In general, consuming peas raw should be limited to help avoid digestive issues and antinutrient effects. Cooked peas are recommended for regular, safe consumption.

Who Should Not Eat Raw Peas?

The following individuals are better off avoiding raw peas:

– Infants and young children: More vulnerable to antinutrients impairing growth and development.

– Pregnant and breastfeeding women: Require adequate nutrient absorption for baby’s health.

– Those with compromised immune systems: More likely to experience severe foodborne illness.

– Older adults: At greater risk for foodborne pathogens leading to infection.

– People with digestive disorders: Raw peas may aggravate conditions like IBS, Crohn’s disease, ulcerative colitis.

– Individuals with kidney stones or mineral deficiencies: The phytic acid and oxalates in raw peas may worsen these conditions.

– Those with legume allergies: Raw peas more likely to trigger allergic reactions than cooked.

– Anyone experiencing gas, bloating or discomfort after eating raw peas.

For those who should avoid raw peas, cooking peas thoroughly eliminates risks. Canned peas are another safe option.

Summary: Why Raw Peas Are Not Recommended

Here’s a summary of the key reasons why consuming raw peas is not advised:

– Contains antinutrients (phytic acid, lectins, others) that impair nutrient absorption. These are deactivated during cooking.

– May harbor harmful foodborne pathogens if improperly handled, causing illness. Thorough cooking kills bacteria.

– Raw peas are more likely to cause digestive discomfort, gas and bloating due to antinutrients, lectins and resistant starch.

– Nutrients like minerals are less bioavailable in raw peas compared to cooked due to phytic acid. Cooking increases mineral absorption.

– Groups like children, the elderly, pregnant women, those with compromised immune systems or kidney issues are at higher risk of complications.

– Occasionally eating a few raw peas as a garnish is likely safe. But raw peas should not be consumed in large quantities or long-term.

– Simply cooking peas via steaming, boiling, roasting, sauteing or other methods removes antinutrient effects and pathogens, allowing you to enjoy their full nutritional benefits.

The Bottom Line

In conclusion, raw peas are not recommended because they contain antinutrients that can interfere with digestion and nutrient absorption. They may also harbor harmful bacteria if improperly handled.
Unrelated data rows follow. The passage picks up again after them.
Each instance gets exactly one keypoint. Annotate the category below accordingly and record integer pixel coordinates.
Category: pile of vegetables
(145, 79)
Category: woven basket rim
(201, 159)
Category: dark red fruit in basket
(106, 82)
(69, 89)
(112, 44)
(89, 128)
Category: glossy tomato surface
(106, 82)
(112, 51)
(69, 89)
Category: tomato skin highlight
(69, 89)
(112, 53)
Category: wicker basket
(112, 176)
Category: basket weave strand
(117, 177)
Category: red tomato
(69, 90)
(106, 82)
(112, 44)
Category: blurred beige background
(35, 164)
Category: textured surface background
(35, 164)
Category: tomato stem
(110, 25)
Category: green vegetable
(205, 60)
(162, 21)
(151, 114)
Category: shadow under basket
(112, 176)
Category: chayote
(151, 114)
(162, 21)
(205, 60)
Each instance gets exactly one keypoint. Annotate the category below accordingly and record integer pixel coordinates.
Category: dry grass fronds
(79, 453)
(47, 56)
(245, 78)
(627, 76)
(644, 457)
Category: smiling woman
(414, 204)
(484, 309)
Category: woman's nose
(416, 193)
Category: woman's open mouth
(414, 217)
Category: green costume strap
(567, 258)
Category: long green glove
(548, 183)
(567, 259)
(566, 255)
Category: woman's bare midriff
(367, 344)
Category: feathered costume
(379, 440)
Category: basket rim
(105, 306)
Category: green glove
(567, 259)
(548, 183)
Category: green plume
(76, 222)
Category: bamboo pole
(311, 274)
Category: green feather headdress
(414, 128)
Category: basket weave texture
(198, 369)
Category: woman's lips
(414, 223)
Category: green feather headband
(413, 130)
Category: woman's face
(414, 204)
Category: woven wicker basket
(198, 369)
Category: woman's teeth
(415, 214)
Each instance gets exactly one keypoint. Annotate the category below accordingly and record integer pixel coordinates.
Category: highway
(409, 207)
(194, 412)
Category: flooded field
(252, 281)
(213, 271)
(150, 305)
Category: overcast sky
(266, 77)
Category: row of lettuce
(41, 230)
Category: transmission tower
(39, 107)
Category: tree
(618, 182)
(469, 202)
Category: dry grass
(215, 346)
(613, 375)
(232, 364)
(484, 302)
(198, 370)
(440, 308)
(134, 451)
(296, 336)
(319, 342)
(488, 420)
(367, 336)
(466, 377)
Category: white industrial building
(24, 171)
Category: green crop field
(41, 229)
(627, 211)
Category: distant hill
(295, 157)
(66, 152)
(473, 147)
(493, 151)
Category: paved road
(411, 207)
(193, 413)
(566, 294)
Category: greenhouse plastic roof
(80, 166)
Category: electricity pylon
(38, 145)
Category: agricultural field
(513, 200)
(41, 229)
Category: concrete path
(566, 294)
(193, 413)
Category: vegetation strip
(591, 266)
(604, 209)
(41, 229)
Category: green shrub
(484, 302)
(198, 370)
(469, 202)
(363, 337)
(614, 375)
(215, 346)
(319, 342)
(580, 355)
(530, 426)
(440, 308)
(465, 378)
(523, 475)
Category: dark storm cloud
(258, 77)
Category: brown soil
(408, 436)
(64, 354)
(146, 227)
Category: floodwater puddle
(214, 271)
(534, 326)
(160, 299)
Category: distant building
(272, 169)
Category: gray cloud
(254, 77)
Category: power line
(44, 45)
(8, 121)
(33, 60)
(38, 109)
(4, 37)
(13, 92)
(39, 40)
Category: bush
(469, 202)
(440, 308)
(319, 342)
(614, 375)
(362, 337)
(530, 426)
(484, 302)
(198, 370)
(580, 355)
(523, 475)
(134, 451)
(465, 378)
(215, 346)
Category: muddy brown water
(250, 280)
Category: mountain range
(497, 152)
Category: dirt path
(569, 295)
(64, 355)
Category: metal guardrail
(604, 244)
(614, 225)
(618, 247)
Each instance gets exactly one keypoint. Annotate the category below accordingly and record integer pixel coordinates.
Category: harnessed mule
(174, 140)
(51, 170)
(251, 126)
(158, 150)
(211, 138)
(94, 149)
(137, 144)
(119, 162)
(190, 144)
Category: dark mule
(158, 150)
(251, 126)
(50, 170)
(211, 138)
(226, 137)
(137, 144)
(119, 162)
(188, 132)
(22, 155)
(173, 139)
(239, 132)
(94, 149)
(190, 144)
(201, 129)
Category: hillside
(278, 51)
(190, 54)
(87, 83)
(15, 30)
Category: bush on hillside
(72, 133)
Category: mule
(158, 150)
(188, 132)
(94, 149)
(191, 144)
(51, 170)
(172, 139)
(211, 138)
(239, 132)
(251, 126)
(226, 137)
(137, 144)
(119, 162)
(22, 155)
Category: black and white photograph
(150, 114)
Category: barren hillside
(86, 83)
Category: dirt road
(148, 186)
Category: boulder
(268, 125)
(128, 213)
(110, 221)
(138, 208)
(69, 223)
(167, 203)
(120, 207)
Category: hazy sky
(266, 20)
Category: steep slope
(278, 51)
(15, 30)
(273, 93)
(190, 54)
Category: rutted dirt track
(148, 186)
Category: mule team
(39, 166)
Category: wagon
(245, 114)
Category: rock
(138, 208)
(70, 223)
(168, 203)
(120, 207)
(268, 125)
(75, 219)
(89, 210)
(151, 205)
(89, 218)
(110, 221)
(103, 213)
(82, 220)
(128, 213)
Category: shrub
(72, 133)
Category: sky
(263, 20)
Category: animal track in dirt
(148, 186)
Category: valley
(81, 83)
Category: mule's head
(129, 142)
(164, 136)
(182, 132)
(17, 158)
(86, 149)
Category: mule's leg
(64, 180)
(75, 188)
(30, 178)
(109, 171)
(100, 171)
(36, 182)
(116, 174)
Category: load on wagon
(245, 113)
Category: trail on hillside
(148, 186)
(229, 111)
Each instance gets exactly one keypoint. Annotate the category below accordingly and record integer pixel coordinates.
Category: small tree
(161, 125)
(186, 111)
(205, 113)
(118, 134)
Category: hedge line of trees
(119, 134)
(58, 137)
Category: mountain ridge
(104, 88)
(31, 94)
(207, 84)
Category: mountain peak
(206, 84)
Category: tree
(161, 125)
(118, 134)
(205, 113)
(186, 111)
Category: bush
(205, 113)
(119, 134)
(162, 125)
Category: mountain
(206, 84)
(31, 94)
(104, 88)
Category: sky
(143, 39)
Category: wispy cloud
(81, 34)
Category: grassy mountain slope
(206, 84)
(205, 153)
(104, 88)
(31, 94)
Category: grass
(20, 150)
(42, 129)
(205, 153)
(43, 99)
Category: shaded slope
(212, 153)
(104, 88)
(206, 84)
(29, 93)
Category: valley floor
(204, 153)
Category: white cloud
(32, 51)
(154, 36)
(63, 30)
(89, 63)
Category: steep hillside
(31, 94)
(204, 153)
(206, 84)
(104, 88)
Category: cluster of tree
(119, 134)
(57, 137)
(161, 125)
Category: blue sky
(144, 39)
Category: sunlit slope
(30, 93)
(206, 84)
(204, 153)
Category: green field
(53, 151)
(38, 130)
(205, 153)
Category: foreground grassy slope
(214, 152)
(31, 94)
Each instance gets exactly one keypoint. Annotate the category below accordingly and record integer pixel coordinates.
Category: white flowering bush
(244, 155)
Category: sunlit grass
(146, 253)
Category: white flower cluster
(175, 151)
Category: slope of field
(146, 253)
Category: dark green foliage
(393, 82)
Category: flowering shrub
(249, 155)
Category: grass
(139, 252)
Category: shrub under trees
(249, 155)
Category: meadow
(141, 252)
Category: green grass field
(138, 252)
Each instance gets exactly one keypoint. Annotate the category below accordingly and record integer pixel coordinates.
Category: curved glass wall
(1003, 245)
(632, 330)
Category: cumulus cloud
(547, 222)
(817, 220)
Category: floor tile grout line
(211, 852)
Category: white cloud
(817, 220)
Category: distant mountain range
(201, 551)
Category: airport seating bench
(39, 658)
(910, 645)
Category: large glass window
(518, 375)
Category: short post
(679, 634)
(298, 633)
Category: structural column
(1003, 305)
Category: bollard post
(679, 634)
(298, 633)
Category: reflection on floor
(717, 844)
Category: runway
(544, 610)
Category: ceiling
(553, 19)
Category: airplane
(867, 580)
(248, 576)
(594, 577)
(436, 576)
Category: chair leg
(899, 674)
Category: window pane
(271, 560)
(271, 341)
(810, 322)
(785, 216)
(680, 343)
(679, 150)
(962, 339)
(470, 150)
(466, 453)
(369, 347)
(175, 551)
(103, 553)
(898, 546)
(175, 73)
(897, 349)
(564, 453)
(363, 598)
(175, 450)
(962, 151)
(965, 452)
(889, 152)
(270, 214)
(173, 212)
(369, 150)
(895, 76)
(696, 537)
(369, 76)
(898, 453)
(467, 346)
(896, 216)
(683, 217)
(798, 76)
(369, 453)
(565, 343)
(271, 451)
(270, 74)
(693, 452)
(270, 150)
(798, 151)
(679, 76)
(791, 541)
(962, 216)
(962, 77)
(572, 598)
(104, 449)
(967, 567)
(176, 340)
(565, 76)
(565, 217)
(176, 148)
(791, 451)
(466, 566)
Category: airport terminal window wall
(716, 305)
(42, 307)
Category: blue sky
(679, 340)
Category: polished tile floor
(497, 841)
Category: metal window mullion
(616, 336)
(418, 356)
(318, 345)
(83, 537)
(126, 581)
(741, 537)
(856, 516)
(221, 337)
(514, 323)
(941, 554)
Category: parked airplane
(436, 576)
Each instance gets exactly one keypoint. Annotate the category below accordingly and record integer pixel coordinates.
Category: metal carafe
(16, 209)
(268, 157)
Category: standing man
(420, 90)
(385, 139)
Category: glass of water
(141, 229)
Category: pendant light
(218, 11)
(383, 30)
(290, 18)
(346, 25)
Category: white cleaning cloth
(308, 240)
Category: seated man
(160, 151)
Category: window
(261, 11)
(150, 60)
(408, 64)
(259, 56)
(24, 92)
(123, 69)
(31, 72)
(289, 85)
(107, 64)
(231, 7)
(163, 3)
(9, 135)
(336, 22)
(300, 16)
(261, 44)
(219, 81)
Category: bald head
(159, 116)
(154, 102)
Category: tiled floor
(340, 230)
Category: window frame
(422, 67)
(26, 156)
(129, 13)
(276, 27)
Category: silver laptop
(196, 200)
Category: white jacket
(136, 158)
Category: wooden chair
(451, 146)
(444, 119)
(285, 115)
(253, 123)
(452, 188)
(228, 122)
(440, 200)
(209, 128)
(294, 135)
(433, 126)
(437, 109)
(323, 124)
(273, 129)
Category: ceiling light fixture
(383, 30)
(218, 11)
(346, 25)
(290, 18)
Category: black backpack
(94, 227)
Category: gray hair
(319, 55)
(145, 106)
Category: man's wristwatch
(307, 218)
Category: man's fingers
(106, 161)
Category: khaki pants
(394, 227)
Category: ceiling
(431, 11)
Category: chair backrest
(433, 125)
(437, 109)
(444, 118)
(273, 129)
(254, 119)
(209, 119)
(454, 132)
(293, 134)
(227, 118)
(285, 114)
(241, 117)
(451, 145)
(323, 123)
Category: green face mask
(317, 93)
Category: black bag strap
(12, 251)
Cooking peas deactivates problematic compounds like phytic acid and lectins, increases nutrient bioavailability and kills any dangerous pathogens, making peas safer and easier to digest.

Occasionally eating a few raw peas is unlikely to cause issues. However, they should be consumed cooked the majority of the time, especially for those with digestive disorders or compromised immunity who are more susceptible to negative effects.

To maximize the nutritional value of peas, the best preparation method is to steam, boil, saute or roast until just tender. This retains nutrients while eliminating the risks of a foodborne illness and antinutrient effects.

So in summary, while peas are highly nutritious, they are best consumed after proper cooking rather than raw. Following this simple preparation tip allows you to safely reap the many health benefits peas have to offer.